Como último recurso, o libertista poderia afirmar que quem não aceita uma compreensão do que eu teria podido fazer como uma explicação básica da acção é vítima de uma concepção muito limitada do que uma explicação é — uma concepção fechada no ponto de vista objectivo que, por esse motivo, supõe como verdadeiro o que se pretende demonstrar contra o conceito de autonomia. Mas o libertista precisa de uma resposta melhor do que essa. Por que razão não serão essas explicações subjectivas autónomas meras descrições do modo como pareceu ao agente — antes, durante e depois — fazer o que fez?
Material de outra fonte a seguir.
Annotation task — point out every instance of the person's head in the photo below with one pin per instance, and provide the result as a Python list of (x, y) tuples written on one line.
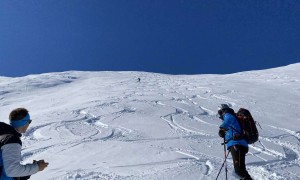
[(19, 119), (224, 108)]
Por que razão serão elas algo mais do que impressões? Claro que são, no mínimo, impressões, mas tomamo-las como impressões de algo, algo cuja realidade não é garantida pela impressão. Não sendo eu capaz de dizer o que esse algo é, e considerando, ao mesmo tempo, muito perturbadora a possibilidade da sua ausência, estou num beco sem saída.

Tenho de concluir que o que queremos é qualquer coisa impossível, e que o desejo dela é suscitado precisamente pela mesma visão objectiva de nós mesmos que revela tal coisa ser impossível. No momento em que nos vemos do exterior como pedaços do mundo, duas coisas acontecem: já não nos satisfazemos na acção com menos do que a intervenção no mundo a partir do exterior; e vemos claramente que isso não tem sentido. A própria capacidade que é a fonte da perturbação — a nossa capacidade de nos vermos do exterior — apoia as nossas aspirações à autonomia, dando-nos a consciência de que devemos ser capazes de nos abarcar completamente, e assim tornarmo-nos a fonte absoluta do que fazemos. Em todo o caso, não nos satisfaremos com menos.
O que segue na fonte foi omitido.